Ja, ich denke, es ist tatsächlich wichtig zu reflektieren, wie wichtig Sprache und Metaphern für unser Verständnis vom Digitalen sind. Nur mittels dieser können wir uns nämlich eine Vorstellung vom Digitalen machen. Und aus dieser leiten wir dann ab, wie mit dem Netz umzugehen ist. Als Beispiel: Die Vorstellung des Krieges im Netz, des Cyberwar, ist in vielerlei Hinsicht irreführend und trotzdem weit verbreitet. Sie trägt zum Unsicherheitsgefühl bei, was wiederum als Rechtfertigung des Ausbaus staatlicher Überwachungskapazitäten verwendet wird. Angstbesetzte Metaphern des Digitalen führen insofern nicht zu mehr Sicherheit, sondern dienen oft nur dazu, die dezentrale Struktur des Netzes stärkerer Kontrolle zugänglich zu machen. Auf lange Sicht birgt dies Gefahren für die Computersicherheit, aber wohl auch für die Demokratie. Obwohl Dezentralität nicht mit Demokratie gleichzusetzen ist, muss man doch sehen, wie sie etwa positive Veränderungen in der zivilgesellschaftlichen Selbstorganisation ermöglicht. Wir sollten die emanzipatorischen Vorstellungen vom Digitalen daher nicht völlig aufgeben, sondern weiter darüber nachdenken, wo und wie digitale Infrastrukturen ihrer Realisierung zuarbeiten.

Viele befürchten die Einflussnahme russischer Hacker auf die Wahlen in Deutschland. Wie schätzen Sie diese Gefahr ein?

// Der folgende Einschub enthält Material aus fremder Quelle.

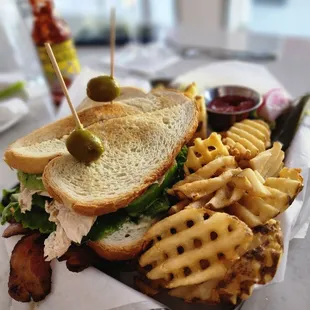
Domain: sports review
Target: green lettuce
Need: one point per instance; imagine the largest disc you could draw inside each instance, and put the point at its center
(37, 218)
(159, 206)
(31, 181)
(107, 224)
(7, 195)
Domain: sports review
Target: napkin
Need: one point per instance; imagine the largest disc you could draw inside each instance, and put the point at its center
(89, 289)
(11, 112)
(232, 73)
(76, 290)
(295, 221)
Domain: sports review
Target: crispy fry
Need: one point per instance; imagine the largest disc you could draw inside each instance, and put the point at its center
(257, 266)
(224, 197)
(204, 151)
(256, 181)
(285, 183)
(198, 189)
(216, 166)
(30, 274)
(270, 162)
(204, 292)
(247, 139)
(255, 210)
(189, 249)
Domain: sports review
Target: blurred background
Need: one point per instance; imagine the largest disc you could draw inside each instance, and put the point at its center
(151, 36)
(88, 19)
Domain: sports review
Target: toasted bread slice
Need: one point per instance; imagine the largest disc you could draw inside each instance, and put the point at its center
(32, 153)
(138, 150)
(124, 244)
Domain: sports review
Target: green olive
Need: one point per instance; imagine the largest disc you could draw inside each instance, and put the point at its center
(103, 88)
(84, 145)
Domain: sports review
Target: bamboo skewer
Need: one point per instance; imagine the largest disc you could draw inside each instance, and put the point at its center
(62, 84)
(112, 40)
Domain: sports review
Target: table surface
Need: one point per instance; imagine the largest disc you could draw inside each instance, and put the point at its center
(293, 71)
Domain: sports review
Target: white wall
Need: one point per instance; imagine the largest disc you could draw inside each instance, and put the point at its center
(292, 18)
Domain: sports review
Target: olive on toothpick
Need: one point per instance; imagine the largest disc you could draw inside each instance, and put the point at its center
(81, 143)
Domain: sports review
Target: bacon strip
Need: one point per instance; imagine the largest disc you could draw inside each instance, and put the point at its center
(15, 229)
(30, 274)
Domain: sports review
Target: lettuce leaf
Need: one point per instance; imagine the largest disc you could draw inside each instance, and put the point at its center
(31, 181)
(159, 206)
(107, 224)
(37, 218)
(7, 195)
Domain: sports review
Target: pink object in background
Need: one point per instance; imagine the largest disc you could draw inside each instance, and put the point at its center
(275, 102)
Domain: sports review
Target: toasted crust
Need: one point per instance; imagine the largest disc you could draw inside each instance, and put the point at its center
(108, 205)
(117, 253)
(17, 159)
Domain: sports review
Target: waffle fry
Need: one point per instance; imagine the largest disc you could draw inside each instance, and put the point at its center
(224, 197)
(204, 151)
(256, 181)
(257, 266)
(198, 189)
(215, 167)
(203, 292)
(255, 210)
(270, 162)
(192, 246)
(247, 139)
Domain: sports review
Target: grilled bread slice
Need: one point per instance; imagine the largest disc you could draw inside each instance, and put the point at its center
(138, 150)
(32, 153)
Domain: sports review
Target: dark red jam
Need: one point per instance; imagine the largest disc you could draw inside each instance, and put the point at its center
(231, 103)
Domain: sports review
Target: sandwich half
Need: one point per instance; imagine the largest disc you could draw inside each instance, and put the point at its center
(111, 203)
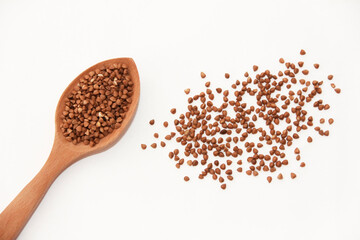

Hier muss man unterscheiden: Eine Strategie wäre, dass die Öffentlichkeit durch Fake News oder – subtiler – gezielte und verfälschende Ansprache von bestimmten Milieus zu erreichen versucht wird. Man hofft so, durch kleine Eingriffe große Effekte zu erzielen. Die Wahl Donald Trumps wird häufig so interpretiert. Auch in Deutschland wird sicher versucht werden, auf diese Weise Einfluss zu nehmen. Das bekannteste Beispiel bisher ist der Fall ‚Lisa‘, die erfundene Geschichte einer durch staatliche Behörden vertuschten Vergewaltigung eines 13-jährigen Mädchens, welche über russische Medien in den deutschen Diskurs getragen wurde. Ich bezweifele aber die Effizienz solcher Strategien. Dass Menschen massenhaft durch solche Fehlinformationen von einer Position überzeugt werden, ihre Wahlentscheidung ändern oder überhaupt motiviert werden zur Wahl zu gehen, erscheint mir unwahrscheinlich. Und der beste Schutz vor solchen Beeinflussungen ist eine pluralistische Öffentlichkeit, ein diversifiziertes Mediensystem und ein Mehrparteiensystem – all das ist in Deutschland gegeben. Ein andere Strategie des Eingriffs von außen ist das Leaking. Leaking wird derzeit im öffentlichen Diskurs noch stark mit Whistleblowing gleichgesetzt und positiv assoziiert. Zunehmend wird es aber auch von staatlichen Geheimdiensten als politische Taktik eingesetzt. Staaten extrahieren Informationen oft durch Hacking, die individuelle Gewissensentscheidung wie sie im zivilen Ungehorsam eines Edward Snowden vorlag, entfällt daher. Eine noch größere Gefahr ist, dass Leaks von staatlicher Seite nicht nur auf authentifizierbarem Material beruhen, sondern auch gefälschte Dokumente eingespeist werden. Im Falle des schlecht getimten Leaks zum nun trotzdem gewählten französischen Präsidenten Macron scheint dies eine Rolle gespielt zu haben. Dieser Fall zeigt, wie schwierig es ist, durch Informationen, seien sie authentisch oder nicht, eine Wahl zu manipulieren. Wie Information eingeordnet und diskutiert werden, ist entscheidend.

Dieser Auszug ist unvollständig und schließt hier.